For quite a few years now, two trends have put the contact center on a collision course. First, the technology used to handle customer inquiries has been evolving quickly, moving organizations farther and farther away from the traditional mode of primarily answering voice calls. At the same time, consumers have become much more demanding. There’s no doubt that customers are more likely to use quality of service as a gauge for whether they should continue doing business with an organization. They’re more willing to bolt for a competitor if they have a bad experience. In short, they want more of everything, and contact centers have been trying to accommodate these expectations.
Traditional key performance indicators used for performance measurement in contact centers are no longer sufficient. These outdated standards don’t reliably inform mid- and upper-level leadership about the true impact of agent work and behavior. Organizations should begin to expand the notion of what’s important in order to make the contact center a stronger organizational institution, more closely tied to others who impact the customer experience. Outside the contact center, people are keen to understand the relationship between what’s being spent and what’s coming in: revenue and growth.
Through 2025, establishing customer experience application suites on a common platform will be the focal point of the drive to optimize customer and organizational engagement. Organizations that are passionate about improving the customer experience are choosing to empower processes and people with intelligence through smarter applications that embrace analytics, artificial intelligence and automation to personalize and optimize the customer journey, whatever the channel of customer choice.
Today’s contact centers need to revisit core assumptions around measuring agent performance. Changes in business conditions influencing agent engagement raise new questions about whether traditional performance models are sufficient to address the more complex customer needs that have taken center stage in recent years.

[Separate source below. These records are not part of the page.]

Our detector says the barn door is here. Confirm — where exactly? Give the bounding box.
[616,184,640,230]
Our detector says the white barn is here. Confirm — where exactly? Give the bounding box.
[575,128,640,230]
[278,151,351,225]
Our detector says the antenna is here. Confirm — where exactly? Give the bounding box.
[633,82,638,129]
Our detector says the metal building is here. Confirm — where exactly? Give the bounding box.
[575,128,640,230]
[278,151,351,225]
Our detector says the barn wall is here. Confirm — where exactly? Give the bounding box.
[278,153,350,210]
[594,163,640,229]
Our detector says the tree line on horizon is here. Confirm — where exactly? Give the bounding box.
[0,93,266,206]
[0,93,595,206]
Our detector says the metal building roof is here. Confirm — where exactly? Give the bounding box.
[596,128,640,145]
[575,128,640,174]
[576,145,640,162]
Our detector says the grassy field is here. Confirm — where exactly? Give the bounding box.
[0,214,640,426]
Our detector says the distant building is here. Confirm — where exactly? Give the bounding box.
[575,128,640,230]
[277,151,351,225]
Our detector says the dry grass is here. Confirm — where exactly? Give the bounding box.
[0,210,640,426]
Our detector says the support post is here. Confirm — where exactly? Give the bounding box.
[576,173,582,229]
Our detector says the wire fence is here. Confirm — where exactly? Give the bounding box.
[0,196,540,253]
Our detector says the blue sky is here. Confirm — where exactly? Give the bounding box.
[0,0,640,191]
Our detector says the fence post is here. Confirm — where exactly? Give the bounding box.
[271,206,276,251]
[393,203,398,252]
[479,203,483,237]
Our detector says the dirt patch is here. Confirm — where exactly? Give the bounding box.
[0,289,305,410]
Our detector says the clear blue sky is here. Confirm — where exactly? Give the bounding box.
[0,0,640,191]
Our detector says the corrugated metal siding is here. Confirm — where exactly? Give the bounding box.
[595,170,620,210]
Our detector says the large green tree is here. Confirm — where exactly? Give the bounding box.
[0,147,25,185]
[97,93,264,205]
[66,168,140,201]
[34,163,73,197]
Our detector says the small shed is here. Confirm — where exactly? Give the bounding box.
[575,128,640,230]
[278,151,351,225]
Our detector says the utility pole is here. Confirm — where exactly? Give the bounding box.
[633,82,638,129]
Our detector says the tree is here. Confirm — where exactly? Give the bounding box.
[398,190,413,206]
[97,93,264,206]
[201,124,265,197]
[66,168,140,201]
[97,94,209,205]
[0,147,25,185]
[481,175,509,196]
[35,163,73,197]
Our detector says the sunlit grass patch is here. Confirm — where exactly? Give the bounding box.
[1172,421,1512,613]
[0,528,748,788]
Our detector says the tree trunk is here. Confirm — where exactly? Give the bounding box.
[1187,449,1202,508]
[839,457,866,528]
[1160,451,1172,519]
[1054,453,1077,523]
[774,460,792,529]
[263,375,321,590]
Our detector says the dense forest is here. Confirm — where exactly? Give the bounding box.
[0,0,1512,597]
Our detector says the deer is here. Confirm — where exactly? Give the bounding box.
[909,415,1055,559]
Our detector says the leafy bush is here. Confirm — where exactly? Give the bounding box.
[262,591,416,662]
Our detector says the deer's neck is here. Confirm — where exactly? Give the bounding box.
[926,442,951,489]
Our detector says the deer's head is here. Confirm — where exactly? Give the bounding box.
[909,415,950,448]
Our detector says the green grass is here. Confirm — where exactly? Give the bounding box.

Outbound communication is used in a number of different contexts. For potential customers, traditional telemarketing still exists, though it is limited these days due to its minimal effectiveness. Instead, many customer-experience planners have substituted digital outbound over voice for lead generation and nurturing campaigns. Customers find text messages in the channel of their choice to be much less intrusive, and they are considerably less expensive than having contact center agents reach out.